The type of will that is prevalent in countries such as the U.K. etc is not in accordance to Islamic principles; it has its own desires, which is the reason as to why it has the name “will” whose meaning is desire. Thus, such a will that is intended for an in inheritor is impermissible because this has been abrogated. It is stated in Fatāwā Qādī Khān,

“ان ھبۃ المریض وصیۃ والوصیۃ لوارث باطل”

“The gifting of an ill person is a will, and a will for an heir is invalid.”

[Fatāwā Qādī Khān, vol. 3, p. 624]

Likewise, it is stated in Fatāwā Hindiyyah,

“وَلَا تَجُوزُ الْوَصِيَّةُ لِلْوَارِثِ عِنْدَنَا إلَّا أَنْ يُجِيزَهَا الْوَرَثَةُ”

“According to us, a will for an inheritor is not permissible, unless the remaining inheritors permit it; it is thereby permissible.”

[al-Fatāwā al-Hindiyyah, vol. 6, ch. 1, p. 80]

In addition, any will that is intended for anyone who is not an inheritor will be enacted upon from a 1/3 of the wealth, just as it is stated in Fatāwā Hindiyyah,

“تَصِحُّ الْوَصِيَّةُ لِأَجْنَبِيٍّ مِنْ غَيْرِ إجَازَةِ الْوَرَثَةِ، كَذَا فِي التَّبْيِينِ وَلَا تَجُوزُ بِمَا زَادَ عَلَى الثُّلُثِ إلَّا أَنْ يُجِيزَهُ الْوَرَثَةُ بَعْدَ مَوْتِهِ وَهُمْ كِبَارٌ”

“A will intended for a non-inheritor without the permission of the inheritors is permissible, although making a will for more than 1/3 of the wealth is not permissible. Unless, after the person’s passing, all the inheritors permit the will of the extra wealth, and provided that they are all mature[1].”

[al-Fatāwā al-Hindiyyah, vol. 6, ch. 1, p. 80]

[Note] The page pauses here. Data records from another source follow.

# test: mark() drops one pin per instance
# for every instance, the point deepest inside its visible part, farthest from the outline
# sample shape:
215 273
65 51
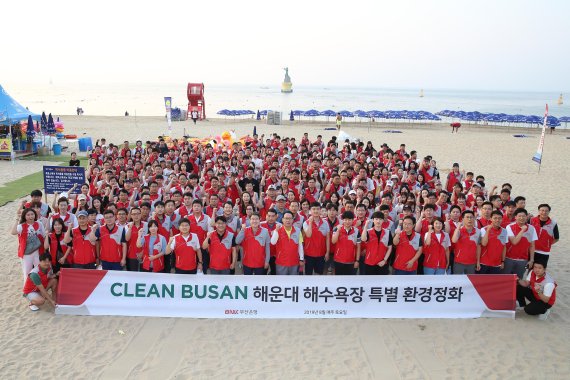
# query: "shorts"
34 296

Here in Western countries, only a will from a solicitor has any precedence, in which the principles of Islamic Law [Sharī’ah] are not given any consideration, due to which the rights of many inheritors are violated, and other inheritors don’t even receive a penny. Even if one was not to write a will, the inheritors still do not receive their right, rather, it is given according to the principles of an outsider.

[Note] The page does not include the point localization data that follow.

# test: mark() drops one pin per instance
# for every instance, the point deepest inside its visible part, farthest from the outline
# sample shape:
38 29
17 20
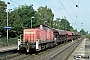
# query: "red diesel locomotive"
42 37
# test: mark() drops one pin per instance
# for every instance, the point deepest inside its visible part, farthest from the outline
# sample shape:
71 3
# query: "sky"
79 17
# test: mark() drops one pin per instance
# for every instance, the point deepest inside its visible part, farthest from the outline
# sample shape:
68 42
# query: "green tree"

In this case, if a Muslim writes his will according to the Islamic manner of dividing inheritance, in which the shares of all the inheritors are declared, and the one passing away writes at the end that, “My advice is that after my passing, my inheritors divide this wealth accordingly”, then there is no problem in this, provided that there is nothing which is contrary to Islamic Law, because this is inviting towards righteousness; it is not an actual will intended for any inheritor.

والله تعالی أعلم ورسوله أعلم صلی الله علیه وآله وسلم
کتبه أبو الحسن محمد قاسم ضیاء القادري

Answered by Mufti Qasim Zia al-Qadri
Translated by Haider Ali Madani

Read the original Urdu answer here: [Q-ID0857] The ruling related to making a will for an inheritor


[1] i.e. having reached puberty.


If a person passes away and has left behind a will, then according to the law of the land, it is enacted upon in full. However, it has been mentioned and explained in the aforementioned answer as to how one will abide by Islamic Law and, in effect, the law of the land also.

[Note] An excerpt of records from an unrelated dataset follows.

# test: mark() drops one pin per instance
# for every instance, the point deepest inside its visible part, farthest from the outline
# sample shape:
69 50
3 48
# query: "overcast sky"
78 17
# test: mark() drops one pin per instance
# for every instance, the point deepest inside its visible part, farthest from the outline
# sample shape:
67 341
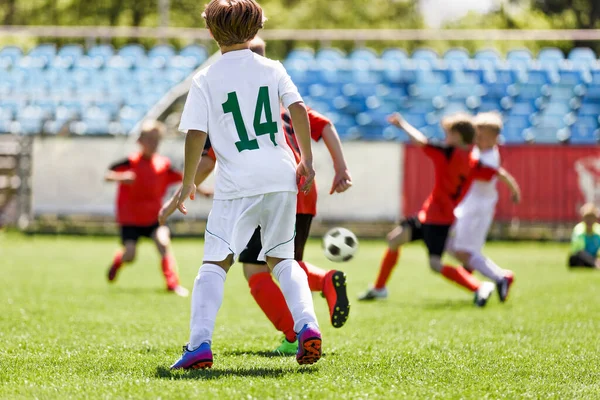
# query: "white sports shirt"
236 101
482 195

But if someone passes away without having left behind a will, then such a person has passed away intestate, and the laws of intestacy will apply to said person. However, as mentioned in the answer above, this method is not in accordance to Islamic Law either.

So, if an Islamic will has not been left behind, as per the above answer, and one has no other choice but to divide the assets according to intestacy, then one would do so for the sake of formality in order to abide by the law of the land. However, later on, the inheritors must split this in accordance to the Islamic method – this way, they are abiding by both Islamic Law as well as the law of the land. Otherwise (if they do not do so), they will be sinful.